One proposal would increase the hours required for overtime from 40 to 50 hours for 12 weeks to account for peak harvest seasons, King said, noting that other states have similar clauses in their overtime laws.

King said he hopes that the seasonality provision could be addressed as the bill goes through the House. Ultimately, the issue of retroactive pay was addressed, which was the core reason for the bill, King said.

“From my standpoint, I was pleased we were able to reach that level of agreement,” he said.

Scott Dilley, communications director and labor policy expert for the Washington State Dairy Federation, said Wednesday the organization is relieved the retroactive pay issue was addressed in the amended bill.

During a hearing for the bill in January, the Washington State Dairy Federation estimated that growers could pay between $90 million to $120 million if back-pay lawsuits were successful, wiping out small farms.

“It really sets us up for a good balanced proposal moving forward,” he said.

Franks of the Familias Unidas por la Justicia union said the bill’s passage came after years of activism from farmworkers and advocate groups. He noted that other overtime bills had languished in previous years.

“I think it signals a willingness now to at least talk to farmworker groups and unions on how we could make a better agricultural economy for Washington,” he said.

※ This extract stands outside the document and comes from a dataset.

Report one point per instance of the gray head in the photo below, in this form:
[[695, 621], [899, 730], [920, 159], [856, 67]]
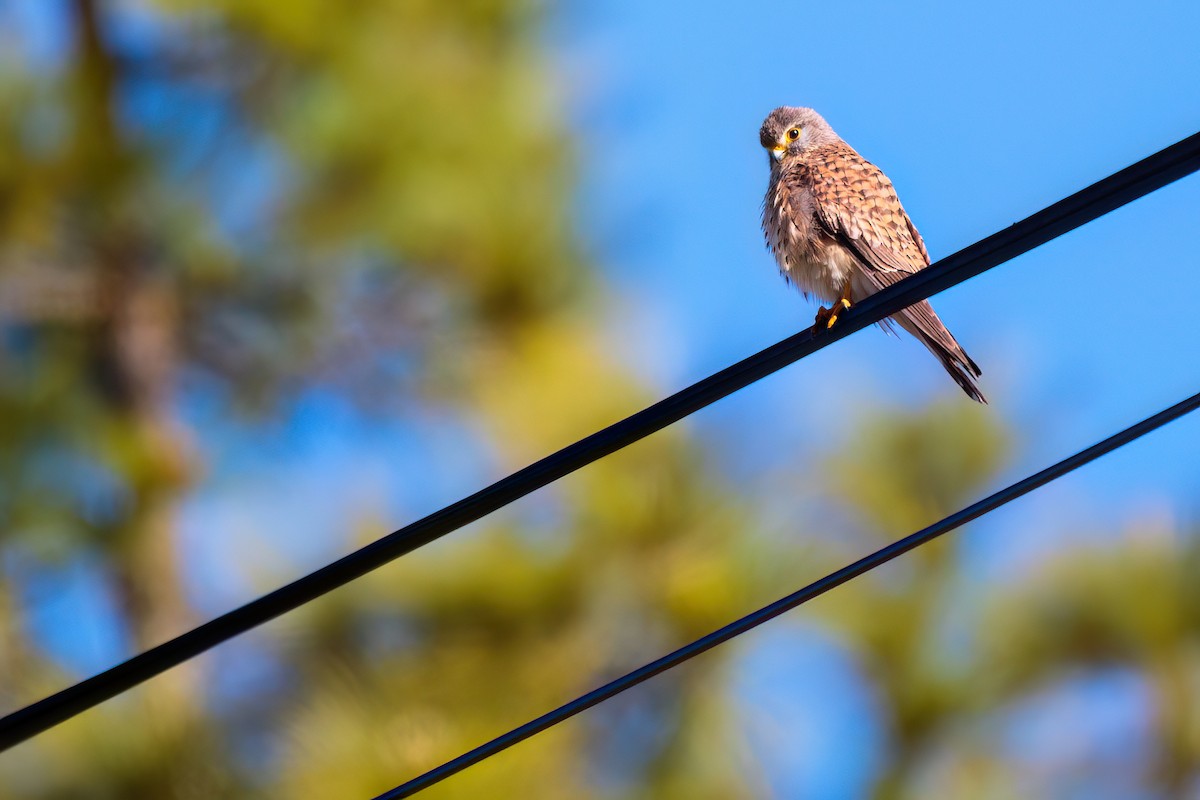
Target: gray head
[[791, 131]]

While Franks said he would have liked the workers to be eligible for retroactive pay, ultimately having the exemption removed was the more significant win.

“I think in the long run of things, it will bring some kind of relief to farmworker families, knowing they’re going to be getting overtime,” he said. “Yesterday was a pretty big deal and historic.”

This story was edited to correct the amount of time for a seasonality overtime provision proposed by Senate Republicans.